Also, man muss Bassking ja auch mal zugestehen, daß nicht alles was er schreibt fachlicher Mumpitz ist und jedes Posting nur aus offensichtlicher Profilierungssucht heraus entsteht. Den Eindruck habe ich nämlich nicht. Wenn man allerdings öfters gerne mal eine ich will mal sagen "unpopuläre" Meinung vertritt, dann wird sich natürlich immer jemand finden, mit dem man sich darüber streiten kann. Da muss jeder eben selber wissen, wie weit er geht. Ich würde mich jetzt nicht bis in die letzte Instanz gegen alles stellen, nur um meiner Meinung Raum zu verschaffen, das wäre mir im Endeffekt zu stressig und bei manchen Themen halte ich dann auch einfach mal die Klappe.

Aber Dein Aufbegehren hier, Bassking, kommt mir doch ein wenig wie der Kampf Don Quichote gegen die Windmühlen vor, es ist einfach vergebene Liebesmüh, und man muss auch mal einsehen könen, wenn man mal nicht am längeren Hebel sitzt. Ob man das nun Diktatur oder was auch immer nennen will. Natürlich fallen Leute, die immer wieder in Stress mit anderen Usern verwickelt sind auf und sind somit bei den Mods gebranntmarkt. Völlig natürlich, was willst du erwarten? Da helfen auch keine Idealvorstellungen, von wegen "vor dem Board sind alle User gleich" oder so. Wer auffällt, fällt auf. Wer mehrmals auffällt, der bleibt schlecht in Erinnerung. Vollkommen menschlich.

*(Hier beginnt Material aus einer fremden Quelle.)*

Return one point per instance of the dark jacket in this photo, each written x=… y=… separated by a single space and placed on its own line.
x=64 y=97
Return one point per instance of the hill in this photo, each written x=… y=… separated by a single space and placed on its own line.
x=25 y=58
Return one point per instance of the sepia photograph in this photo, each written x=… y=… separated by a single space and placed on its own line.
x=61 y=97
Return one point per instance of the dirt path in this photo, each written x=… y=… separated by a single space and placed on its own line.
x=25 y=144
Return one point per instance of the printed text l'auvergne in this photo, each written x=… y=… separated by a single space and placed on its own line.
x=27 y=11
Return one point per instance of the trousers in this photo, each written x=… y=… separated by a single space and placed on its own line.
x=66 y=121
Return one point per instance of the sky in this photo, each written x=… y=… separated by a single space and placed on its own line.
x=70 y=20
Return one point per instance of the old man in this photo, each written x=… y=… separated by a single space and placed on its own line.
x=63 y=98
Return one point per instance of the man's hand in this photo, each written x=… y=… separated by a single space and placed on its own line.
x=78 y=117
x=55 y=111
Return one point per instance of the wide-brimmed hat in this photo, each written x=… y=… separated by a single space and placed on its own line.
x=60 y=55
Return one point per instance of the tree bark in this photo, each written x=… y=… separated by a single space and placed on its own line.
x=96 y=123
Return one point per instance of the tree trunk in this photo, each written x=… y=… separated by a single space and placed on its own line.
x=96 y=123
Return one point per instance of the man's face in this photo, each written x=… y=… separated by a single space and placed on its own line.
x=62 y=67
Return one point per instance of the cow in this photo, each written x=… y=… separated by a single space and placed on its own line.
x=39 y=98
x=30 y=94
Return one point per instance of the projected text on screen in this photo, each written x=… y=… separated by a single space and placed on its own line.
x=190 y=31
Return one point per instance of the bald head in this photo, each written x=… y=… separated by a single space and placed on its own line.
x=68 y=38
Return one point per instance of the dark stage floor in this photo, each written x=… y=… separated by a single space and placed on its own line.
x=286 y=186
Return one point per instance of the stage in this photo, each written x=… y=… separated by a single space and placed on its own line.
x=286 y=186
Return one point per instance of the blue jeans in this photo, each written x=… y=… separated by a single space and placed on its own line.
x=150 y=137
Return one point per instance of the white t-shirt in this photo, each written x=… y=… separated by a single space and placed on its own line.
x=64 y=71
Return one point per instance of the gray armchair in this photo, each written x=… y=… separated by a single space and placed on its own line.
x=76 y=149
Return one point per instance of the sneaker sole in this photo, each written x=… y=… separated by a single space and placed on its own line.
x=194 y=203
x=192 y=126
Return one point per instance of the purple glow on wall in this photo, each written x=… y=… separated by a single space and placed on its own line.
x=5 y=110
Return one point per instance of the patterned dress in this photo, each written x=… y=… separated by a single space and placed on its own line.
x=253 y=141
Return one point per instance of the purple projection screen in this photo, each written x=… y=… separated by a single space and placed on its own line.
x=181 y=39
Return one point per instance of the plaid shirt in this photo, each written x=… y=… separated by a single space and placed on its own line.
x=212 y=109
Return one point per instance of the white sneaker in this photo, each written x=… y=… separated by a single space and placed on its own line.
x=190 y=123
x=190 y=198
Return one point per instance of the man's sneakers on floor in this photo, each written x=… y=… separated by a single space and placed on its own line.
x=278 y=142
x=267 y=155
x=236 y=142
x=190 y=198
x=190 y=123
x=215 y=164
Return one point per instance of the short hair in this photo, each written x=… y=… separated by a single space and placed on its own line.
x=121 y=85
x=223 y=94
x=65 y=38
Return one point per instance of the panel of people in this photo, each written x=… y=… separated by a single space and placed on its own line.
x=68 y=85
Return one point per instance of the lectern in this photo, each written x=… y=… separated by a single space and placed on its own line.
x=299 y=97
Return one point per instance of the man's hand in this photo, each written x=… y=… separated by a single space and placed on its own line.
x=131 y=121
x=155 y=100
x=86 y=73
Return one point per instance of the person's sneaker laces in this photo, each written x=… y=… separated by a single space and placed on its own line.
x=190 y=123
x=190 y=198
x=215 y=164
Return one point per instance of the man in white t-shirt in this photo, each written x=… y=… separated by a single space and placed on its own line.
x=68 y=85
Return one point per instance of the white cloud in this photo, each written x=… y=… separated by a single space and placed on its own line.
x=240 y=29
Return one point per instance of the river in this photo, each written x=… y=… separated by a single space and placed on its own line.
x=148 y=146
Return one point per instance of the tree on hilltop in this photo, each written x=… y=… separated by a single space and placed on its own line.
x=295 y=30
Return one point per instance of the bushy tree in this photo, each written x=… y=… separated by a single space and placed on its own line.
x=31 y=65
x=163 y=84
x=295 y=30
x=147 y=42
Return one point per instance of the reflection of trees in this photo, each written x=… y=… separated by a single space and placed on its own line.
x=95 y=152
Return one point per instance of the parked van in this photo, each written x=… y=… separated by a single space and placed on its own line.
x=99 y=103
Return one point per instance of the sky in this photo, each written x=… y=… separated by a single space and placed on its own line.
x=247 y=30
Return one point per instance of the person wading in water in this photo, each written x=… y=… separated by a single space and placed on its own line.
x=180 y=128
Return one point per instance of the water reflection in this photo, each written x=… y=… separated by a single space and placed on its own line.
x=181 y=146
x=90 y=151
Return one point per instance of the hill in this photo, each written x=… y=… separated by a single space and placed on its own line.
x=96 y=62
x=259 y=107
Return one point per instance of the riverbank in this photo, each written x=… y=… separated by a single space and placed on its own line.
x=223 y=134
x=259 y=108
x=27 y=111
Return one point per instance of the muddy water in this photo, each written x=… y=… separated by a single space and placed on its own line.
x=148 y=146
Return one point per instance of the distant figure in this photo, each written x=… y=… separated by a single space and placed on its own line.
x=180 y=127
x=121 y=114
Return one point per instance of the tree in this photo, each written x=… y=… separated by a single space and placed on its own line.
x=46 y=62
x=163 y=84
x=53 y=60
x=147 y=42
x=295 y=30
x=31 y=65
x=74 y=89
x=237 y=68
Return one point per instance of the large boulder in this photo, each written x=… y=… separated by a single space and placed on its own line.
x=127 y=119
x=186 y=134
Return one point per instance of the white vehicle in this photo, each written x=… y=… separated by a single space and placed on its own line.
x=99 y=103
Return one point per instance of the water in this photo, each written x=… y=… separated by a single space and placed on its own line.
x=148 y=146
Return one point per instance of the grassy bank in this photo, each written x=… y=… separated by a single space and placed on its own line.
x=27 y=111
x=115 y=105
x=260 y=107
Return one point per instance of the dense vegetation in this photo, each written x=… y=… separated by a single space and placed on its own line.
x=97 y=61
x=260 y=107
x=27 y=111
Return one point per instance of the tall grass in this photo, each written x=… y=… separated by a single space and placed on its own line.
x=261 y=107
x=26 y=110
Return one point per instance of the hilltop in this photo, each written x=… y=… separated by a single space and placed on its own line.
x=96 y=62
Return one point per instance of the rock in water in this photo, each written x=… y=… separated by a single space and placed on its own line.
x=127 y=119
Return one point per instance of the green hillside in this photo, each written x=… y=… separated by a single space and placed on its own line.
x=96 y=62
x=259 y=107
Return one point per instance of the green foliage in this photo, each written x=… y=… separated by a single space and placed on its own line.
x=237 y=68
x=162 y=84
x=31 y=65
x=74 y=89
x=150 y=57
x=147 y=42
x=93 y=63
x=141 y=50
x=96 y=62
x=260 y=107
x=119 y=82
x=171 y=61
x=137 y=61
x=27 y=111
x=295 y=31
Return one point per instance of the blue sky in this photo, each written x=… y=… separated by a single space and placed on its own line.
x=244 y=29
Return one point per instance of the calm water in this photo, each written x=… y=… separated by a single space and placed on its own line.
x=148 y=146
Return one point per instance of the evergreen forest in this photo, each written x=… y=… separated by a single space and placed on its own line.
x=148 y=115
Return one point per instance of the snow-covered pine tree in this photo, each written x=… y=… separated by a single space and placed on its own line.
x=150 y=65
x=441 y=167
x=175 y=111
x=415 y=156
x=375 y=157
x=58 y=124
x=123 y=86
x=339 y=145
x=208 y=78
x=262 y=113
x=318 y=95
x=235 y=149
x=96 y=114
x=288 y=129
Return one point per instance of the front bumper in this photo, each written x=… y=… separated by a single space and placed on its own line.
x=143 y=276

Ich hoffe jetzt nicht, daß die Mods alles tun, um in deinen letzten Postings Boardregel-widriges Verhalten zu finden, um einen Grund zu haben dich zu sperren. Ich denke das wäre der falsche Weg, würde Dir aber im Endeffekt in einigen Punkten recht geben.

P.S: Was in irgendwelchen anderen Foren stattfindet spielt hier hoffentlich keine Rolle!


----------



## Dart (10. Juni 2008)

*AW: Steigender aggressiver Umgang miteinander in den Foren*

Steigender aggressiver Umgang miteinander in den Foren???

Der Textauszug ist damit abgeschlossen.